Quellen und fachliche Grundlagen

Die Inhalte dieses Beitrags basieren auf allgemein anerkannten datenschutzrechtlichen Grundlagen, Veröffentlichungen europäischer Institutionen, Stellungnahmen von Datenschutzaufsichtsbehörden, Entscheidungen europäischer Gerichte sowie Fachpublikationen zu digitaler Souveränität, internationalen Datenübermittlungen, Cloud Computing und künstlicher Intelligenz.

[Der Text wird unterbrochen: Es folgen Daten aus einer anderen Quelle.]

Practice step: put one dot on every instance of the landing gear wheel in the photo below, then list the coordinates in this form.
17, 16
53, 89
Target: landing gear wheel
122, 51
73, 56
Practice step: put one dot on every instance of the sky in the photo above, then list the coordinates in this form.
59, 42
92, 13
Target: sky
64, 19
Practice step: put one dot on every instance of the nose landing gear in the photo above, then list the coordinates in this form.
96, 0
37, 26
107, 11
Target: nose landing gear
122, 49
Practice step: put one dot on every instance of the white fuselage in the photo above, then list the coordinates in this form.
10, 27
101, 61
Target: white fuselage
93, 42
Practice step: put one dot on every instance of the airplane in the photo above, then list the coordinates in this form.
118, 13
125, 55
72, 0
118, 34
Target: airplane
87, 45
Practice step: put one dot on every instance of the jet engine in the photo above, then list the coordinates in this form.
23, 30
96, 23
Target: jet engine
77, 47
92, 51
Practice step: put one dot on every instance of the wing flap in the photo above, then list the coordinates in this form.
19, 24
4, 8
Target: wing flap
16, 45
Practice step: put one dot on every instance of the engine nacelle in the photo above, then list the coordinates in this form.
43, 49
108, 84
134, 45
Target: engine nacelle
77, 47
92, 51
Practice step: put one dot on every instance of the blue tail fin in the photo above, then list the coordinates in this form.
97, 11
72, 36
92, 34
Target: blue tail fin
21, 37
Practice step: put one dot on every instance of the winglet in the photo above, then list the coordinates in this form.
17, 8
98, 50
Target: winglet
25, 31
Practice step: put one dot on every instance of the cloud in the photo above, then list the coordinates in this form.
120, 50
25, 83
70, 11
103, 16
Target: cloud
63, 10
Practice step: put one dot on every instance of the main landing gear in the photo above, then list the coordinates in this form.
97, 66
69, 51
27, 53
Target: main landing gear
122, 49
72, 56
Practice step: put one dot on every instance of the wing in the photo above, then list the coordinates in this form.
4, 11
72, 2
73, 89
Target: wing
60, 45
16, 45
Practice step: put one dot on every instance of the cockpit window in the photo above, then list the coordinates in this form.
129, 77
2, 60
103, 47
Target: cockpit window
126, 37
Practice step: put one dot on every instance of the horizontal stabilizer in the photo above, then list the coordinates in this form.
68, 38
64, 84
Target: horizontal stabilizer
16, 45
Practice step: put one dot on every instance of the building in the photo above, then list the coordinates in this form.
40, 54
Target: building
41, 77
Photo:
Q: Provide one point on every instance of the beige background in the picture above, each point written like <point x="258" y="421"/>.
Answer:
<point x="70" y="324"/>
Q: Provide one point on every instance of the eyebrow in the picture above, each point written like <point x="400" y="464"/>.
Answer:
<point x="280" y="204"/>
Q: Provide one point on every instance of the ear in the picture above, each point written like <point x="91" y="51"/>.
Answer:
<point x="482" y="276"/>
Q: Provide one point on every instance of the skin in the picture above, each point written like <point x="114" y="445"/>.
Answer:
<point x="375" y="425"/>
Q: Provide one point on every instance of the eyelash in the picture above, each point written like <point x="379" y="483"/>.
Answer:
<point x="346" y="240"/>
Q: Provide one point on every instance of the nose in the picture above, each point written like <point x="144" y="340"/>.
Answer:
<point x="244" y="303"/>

Berücksichtigte Rechtsgrundlagen

  • Datenschutz-Grundverordnung (DSGVO), insbesondere Art. 5, 24, 25, 28, 30, 32, 35 sowie Art. 44 ff.
  • Europäische Datenschutzrichtlinien und Leitlinien
  • Entscheidungen des Europäischen Gerichtshofs zu Datenschutz und internationalen Datenübermittlungen
  • Empfehlungen und Leitlinien des Europäischen Datenschutzausschusses (EDSA) und nationaler Aufsichtsbehörden

Berücksichtigte Fachthemen

  • Internationale Datenübermittlungen und Drittstaatenregelungen
  • Digitale Souveränität von Unternehmen und öffentlichen Stellen
  • Cloud Computing, Plattformökonomien und Vendor-Lock-in
  • Datenschutz bei KI-Systemen und automatisierten Entscheidungsprozessen
  • Informationssicherheit und technische und organisatorische Maßnahmen (TOM)
  • Aufbau und Betrieb von Datenschutz- und Compliance-Managementsystemen

Hinweis

Dieser Beitrag dient ausschließlich der allgemeinen Information und Sensibilisierung für datenschutzrechtliche Fragestellungen. Er ersetzt keine rechtliche Beratung im Einzelfall. Die datenschutzrechtliche Bewertung konkreter Verarbeitungen, Systeme oder Geschäftsprozesse erfordert stets eine individuelle Prüfung durch eine fachkundige Person, etwa einen Datenschutzbeauftragten oder entsprechend qualifizierten Rechtsbeistand.

Zusätzlicher Haftungshinweis:
Die vorstehenden Inhalte wurden mithilfe einer KI erstellt und stellen keine abschließende oder verbindliche Rechtsauffassung dar. Sie sollten grundsätzlich durch dich als zuständigen Datenschutzbeauftragten bzw. Datenschutzmanager vor einer Verwendung fachlich geprüft, angepasst und freigegeben werden.